A decision tree is enhanced with the aid of weak learners, or stumps, which each have one node and two leaves [26]. Classification is made possible by AdaBoost’s use of several stumps. As the preceding stump makes errors, so does the next one, and so on. Weights are allocated to each sample in the database. After generating the first stump, these weights will vary to guide the creation of the second stump.

6.3. Decision Tree (DT)

A decision tree is a straightforward model for classifying data. It is supervised machine learning where the data are continuously split according to a specific parameter. The components of a decision tree are:
  • Nodes: Check the value of a particular feature.
  • Edges/Branch: Connect to the next node or leaf based on the results of a test.
  • Leaf nodes/Terminal nodes: The nodes produce the final predict result.
The decision variable is categorical/discrete for classification tasks. A procedure called binary recursive partitioning is used to create such a tree. This method involves separating the data into divisions and then further splitting it up on each branch. The data are divided using the decision method based on the characteristic that yields the most information gain (IG) (reduction in uncertainty towards the final decision). This splitting operation is performed at each child node iteratively until the leaves are pure [27].

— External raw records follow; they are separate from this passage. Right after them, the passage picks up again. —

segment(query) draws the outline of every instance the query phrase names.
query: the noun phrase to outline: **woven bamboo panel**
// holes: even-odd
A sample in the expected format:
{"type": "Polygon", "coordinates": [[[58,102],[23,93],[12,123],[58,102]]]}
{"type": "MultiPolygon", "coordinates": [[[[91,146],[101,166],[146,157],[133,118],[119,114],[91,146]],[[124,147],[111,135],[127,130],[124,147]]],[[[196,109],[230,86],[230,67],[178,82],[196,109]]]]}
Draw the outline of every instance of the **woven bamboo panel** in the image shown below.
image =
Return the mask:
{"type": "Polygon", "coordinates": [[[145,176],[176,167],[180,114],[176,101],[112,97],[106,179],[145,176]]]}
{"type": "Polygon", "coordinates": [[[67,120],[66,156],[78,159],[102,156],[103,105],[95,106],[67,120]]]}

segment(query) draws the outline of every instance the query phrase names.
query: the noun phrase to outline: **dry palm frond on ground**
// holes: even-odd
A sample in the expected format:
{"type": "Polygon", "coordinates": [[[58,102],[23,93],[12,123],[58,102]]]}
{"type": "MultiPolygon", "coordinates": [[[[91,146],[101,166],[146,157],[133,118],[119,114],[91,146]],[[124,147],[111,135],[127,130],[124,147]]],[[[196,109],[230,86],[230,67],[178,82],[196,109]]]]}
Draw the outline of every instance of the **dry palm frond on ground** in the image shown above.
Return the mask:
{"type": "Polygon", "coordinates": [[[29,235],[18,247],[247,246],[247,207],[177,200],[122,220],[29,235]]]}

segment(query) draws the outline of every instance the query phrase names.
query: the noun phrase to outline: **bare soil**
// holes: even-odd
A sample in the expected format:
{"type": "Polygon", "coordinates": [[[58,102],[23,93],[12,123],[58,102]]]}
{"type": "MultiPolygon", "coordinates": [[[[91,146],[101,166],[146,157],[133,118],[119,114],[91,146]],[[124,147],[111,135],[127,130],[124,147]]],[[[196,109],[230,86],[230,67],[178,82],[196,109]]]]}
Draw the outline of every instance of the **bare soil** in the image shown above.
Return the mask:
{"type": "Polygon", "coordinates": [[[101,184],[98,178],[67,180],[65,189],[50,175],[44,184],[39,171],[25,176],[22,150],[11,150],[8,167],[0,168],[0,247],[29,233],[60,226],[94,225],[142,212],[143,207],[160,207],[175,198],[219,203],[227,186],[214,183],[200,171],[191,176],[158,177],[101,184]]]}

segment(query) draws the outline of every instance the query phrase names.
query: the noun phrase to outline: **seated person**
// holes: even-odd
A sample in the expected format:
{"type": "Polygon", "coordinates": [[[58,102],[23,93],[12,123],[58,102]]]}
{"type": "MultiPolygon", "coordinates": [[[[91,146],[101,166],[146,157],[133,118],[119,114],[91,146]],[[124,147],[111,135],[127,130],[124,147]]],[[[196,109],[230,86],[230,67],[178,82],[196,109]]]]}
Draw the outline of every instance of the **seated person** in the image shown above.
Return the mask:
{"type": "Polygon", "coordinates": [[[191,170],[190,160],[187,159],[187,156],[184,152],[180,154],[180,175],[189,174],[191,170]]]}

6.4. K-Nearest Neighbor (KNN)

Classification issues are the most common application for the k-Nearest Neighbor method, which comes under the category of supervised learning. KNN predicts a class or continuous value for a new data point based on the K nearest neighbors (data points). Nearest neighbors are those data points closest in feature space to latest data point, defined by K nearest neighbors. Each unique data point looks for the k closest neighbors and then gives a class label to all of those K Nearest Neighbors, then used as a predicted class for the newly data point [28].

6.5. Naive Bayes

In binary and multi-class classification issues, Naive Bayes is a typical technique. The fundamental concept is that each feature contributes equally and independently to the outcome. It is assumed that each result has a conditional probability. When dealing with categorical input variables, it does better than when dealing with numerical input variables. Classifying the test data is a rapid and straightforward process. The Naive Bayes classifier performs better and requires smaller training examples than other models such as logistic regression [29].

6.6. Light Gradient Boosting Machine (LightGBM)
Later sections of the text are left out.